Zarif has publicly condemned Gando and described it as “lies from beginning to end.” Protests from the Rouhani administration have actually led to it being taken off air after two weeks, with the rest of the season scheduled to return after the presidential election. The episodes can easily be found online, including on YouTube, where they average around 100,000 views each, a testament to the show’s seeming popularity in a country where YouTube is blocked. Zarif also recently wrote a letter to Khamenei asking him to push back against pressure on Iran’s negotiators amid the nuclear talks in Vienna and emphasized that he would not run for president.
However, hard-liner attacks on Zarif, Rouhani, and the nuclear deal have continued unabated. After a recent round of talks in Vienna concluded, state television aired a prime time documentary that wildly portrayed the nuclear deal as a nefarious plot hatched by U.S.-based NGOs funded by George Soros and imposed on Iran as part of a “soft regime change” strategy.
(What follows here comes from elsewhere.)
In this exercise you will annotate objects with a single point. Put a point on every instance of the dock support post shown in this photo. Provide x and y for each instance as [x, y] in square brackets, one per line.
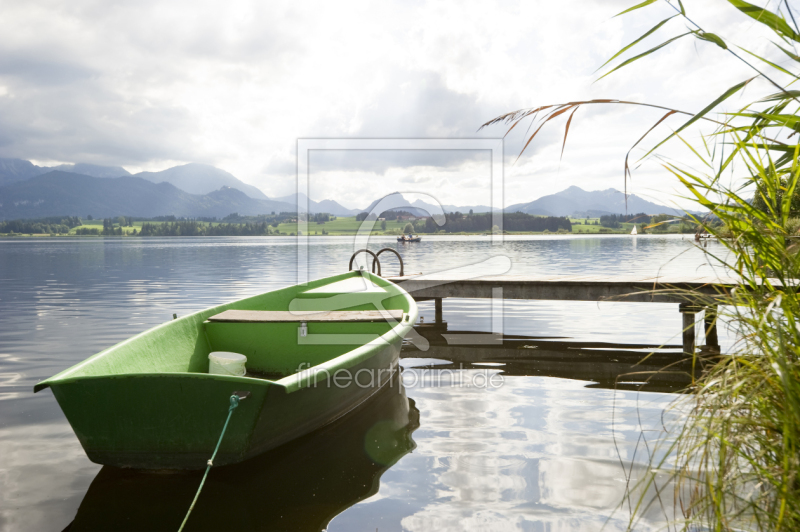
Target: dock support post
[709, 319]
[688, 312]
At the same time, according to Rouhani officials, state television refused to air a live speech of Rouhani discussing the negotiations and Press TV, the English-language arm of state television, got in a public spat with Iran’s deputy foreign minister over the developments in Vienna.
Adding to Zarif’s troubles is the leak of a recent private interview with the economist Saeed Laylaz conducted in February of this year. The interview was for official government records, and the timing of the leak makes it suspect and potentially reflective of an effort by hard-liners to further tarnish Zarif’s image and the ongoing nuclear talks in Vienna.
In the leaked audio interview, Zarif makes bombshell claims, including that Russia opposed the nuclear agreement on grounds that it would improve Iran’s relations with the West; that Iran’s diplomatic corps was regularly subservient to the military and decisions of the military and IRGC commander Qassem Suleimani; and that he was told to deny the accidental downing of a Ukrainian airliner after Suleimani’s assassination, even though senior officials knew Iranian missiles had been fired at it.
Iran’s presidential election is only two months away and yet it is still uncertain who the front-runners will be. Conservative forces, for all their attacks on Rouhani and Zarif, are divided themselves. Their best hope is Ebrahim Raisi, who lost to Rouhani in the 2017 election. Raisi has been riding high in opinion polls since becoming judiciary chief and overseeing an anti-corruption drive that has seen hundreds charged from within the county’s political, military, and economic elite, though the IRGC has avoided major scrutiny.
However, it is unclear if Raisi will run. There are many others who seek to garner the conservative vote, including Saeed Mohammad, who formerly ran the IRGC’s engineering arm, a massive conglomerate that engages in everything from infrastructure construction to mining and defense projects. On the other side, moderate former Member of Parliament Ali Motahari, who advocated for increased political openness, has announced he will run, as has Mostafa Tajzadeh, a prominent reformist dissident who spent seven years in prison. Many speculate Zarif will run despite his denials, or perhaps Ali Akbar Salehi, the head of Iran’s Atomic Energy Organization who helped negotiate the nuclear deal. Any of them could still be disqualified by the Guardian Council, which has the final say.
What is unambiguously clear right now is that hard-line opponents of the nuclear deal in the country, who were greatly empowered when Donald Trump was U.S. president, are now seeking to consolidate total power. If their artistic productions are anything to go by, their ultimate aim may be to excise their reformist and moderate rivals from Iran’s political system.